Journal of Proteomics & Bioinformatics

Journal of Proteomics & Bioinformatics
Open Access

ISSN: 0974-276X

Research Article - (2010) Volume 3, Issue 1

Omics.pnl.gov: A Portal for the Distribution and Sharing of Multi-Disciplinary Pan-Omics Information

Ken J. Auberry, Gary R. Kiebel, Matthew E. Monroe, Joshua N. Adkins, Gordon A. Anderson and Richard D. Smith*
Biological Sciences Division, Mail Stop: K8-98, Pacific Northwest National Laboratory, P. O. Box 999, 3335 Q Avenue, Richland, WA 99352, USA
*Corresponding Author: Richard D. Smith, PhD, Biological Sciences Division, Mail Stop: K8-98, Pacific Northwest National Laboratory, P. O. Box 999, 3335 Q Avenue, Richland, WA 99352, USA, Tel: 509-371-6576, Fax: 509-371-6564

Introduction

The data production of scientific studies is growing at a nearly exponential rate (Domon and Aebersold, 2006; Kiebel et al., 2006). This growth leads to challenges in disseminating primary experimental results for peer review and public access, while simultaneously providing information that enables reproducing the studies and/or analyzing the results in a proper context. Recent mandates from various public funding agencies are requiring data release plans be included as a project goal. This requirement is coupled with an increased need for transparency in complex research, as evidenced by the data release policies now being implemented by peer-reviewed journals such as Molecular& Cel lular Proteomics (http://mcponline.org/misc/PhiladelphiaGuidelines.dtl). This combination of good scientific citizenship and funding requirements has brought the data distribution issue to the domain of scientific information management researchers.

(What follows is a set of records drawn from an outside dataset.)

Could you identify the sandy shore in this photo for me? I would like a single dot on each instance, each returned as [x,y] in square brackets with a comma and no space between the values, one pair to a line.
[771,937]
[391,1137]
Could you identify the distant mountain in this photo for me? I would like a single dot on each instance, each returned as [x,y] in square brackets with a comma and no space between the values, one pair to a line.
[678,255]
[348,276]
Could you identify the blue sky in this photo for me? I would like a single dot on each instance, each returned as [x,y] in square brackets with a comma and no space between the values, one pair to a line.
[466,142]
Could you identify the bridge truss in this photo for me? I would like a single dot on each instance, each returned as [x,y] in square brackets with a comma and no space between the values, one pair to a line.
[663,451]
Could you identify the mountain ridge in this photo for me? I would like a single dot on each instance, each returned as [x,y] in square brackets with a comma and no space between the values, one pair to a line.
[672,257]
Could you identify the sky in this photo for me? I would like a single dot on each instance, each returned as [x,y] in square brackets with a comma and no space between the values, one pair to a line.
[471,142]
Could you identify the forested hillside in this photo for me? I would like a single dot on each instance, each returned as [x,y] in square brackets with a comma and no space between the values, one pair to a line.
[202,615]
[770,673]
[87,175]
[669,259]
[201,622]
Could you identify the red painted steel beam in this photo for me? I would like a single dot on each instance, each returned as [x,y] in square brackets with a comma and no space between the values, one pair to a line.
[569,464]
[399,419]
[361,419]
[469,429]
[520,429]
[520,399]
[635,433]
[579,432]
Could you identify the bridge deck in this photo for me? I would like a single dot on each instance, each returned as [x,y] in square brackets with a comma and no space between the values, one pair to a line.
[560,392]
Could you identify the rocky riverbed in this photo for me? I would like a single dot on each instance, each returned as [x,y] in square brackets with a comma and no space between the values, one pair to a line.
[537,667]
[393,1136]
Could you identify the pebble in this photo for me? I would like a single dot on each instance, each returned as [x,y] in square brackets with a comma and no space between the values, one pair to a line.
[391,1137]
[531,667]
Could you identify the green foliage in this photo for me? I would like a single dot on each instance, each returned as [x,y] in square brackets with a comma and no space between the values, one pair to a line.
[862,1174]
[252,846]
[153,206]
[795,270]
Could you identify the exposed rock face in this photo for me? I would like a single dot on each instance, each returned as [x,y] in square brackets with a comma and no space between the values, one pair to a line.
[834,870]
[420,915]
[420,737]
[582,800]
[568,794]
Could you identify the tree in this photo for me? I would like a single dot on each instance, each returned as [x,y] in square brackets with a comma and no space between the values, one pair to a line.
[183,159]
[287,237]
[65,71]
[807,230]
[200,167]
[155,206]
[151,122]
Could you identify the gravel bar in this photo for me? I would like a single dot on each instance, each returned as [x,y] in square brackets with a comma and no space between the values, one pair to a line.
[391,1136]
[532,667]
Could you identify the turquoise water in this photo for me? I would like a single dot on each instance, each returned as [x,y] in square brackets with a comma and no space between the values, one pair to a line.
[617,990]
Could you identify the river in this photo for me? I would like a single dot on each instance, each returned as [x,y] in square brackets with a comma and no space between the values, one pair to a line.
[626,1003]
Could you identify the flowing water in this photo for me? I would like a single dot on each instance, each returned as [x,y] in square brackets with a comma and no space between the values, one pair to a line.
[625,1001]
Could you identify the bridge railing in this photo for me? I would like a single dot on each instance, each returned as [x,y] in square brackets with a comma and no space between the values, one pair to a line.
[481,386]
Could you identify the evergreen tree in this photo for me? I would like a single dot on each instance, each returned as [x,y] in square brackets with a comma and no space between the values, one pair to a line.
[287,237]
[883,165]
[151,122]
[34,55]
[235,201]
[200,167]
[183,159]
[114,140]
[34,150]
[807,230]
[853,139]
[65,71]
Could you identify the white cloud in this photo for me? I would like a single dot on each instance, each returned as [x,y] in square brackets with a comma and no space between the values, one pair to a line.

Most mass spectrometry-based proteomics groups choose to utilize one of the prominent data distribution sites, such as Tranche (Falkner JA, Andrews PC, HUPO Conference 2006. Long Beach, USA, Poster presentation), PRIDE (Martens et al., 2005), NCBI’s Peptidome (Slotta et al., 2009), Human ProteinPedia (Mathivanan et al., 2008), or PeptideAtlas (Desiere et al., 2006). These sites make sense for small or targeted data releases, but for large groups with diverse experimental approaches and myriad biological model systems (e.g. Callister et al., 2008; Kiebel et al., 2006), the choice may not be so clear. Additionally, these sites are aimed at managing and disseminating data that are associated with identifications and do not generally make all the raw data available. This raw data is particularly useful to developers of analysis tools, as well as in cases where the integration of multiple data sources can improve the confidence of a result. Our goal in the construction of this site is to augment these pubic repositories by making available entire sets of raw and processed results along with their associated metadata. This requires that careful considerations be made regarding the design of the site in order to render it useful to the community. Herein, we present an initial version of such a site, referred to as the Biological MS Data and Software Distribution Center, which can be visited at http://omics.pnl.gov. This site leverages vast amounts of pre-existing experimental data and metadata gathered since 2001 and stored in our purpose-built data management system, PRISM (Kiebel et al., 2006).

Design philosophy

The initial intent for the site was simply to provide local researchers with a mechanism for making large sets of experimental results available to both their collaborators and the greater scientific community. This intent was coupled with a desire to organize the data in a hierarchical structure and present results in such a way as to make them readily usable and understandable by researchers who were familiar with the field, but not necessarily experts in our particular methodologies. In addition to presenting the hierarchical metadata, another expectation was providing website users with a capability for downloading large sets of raw and processed instrumental data (greater than single Terabytes).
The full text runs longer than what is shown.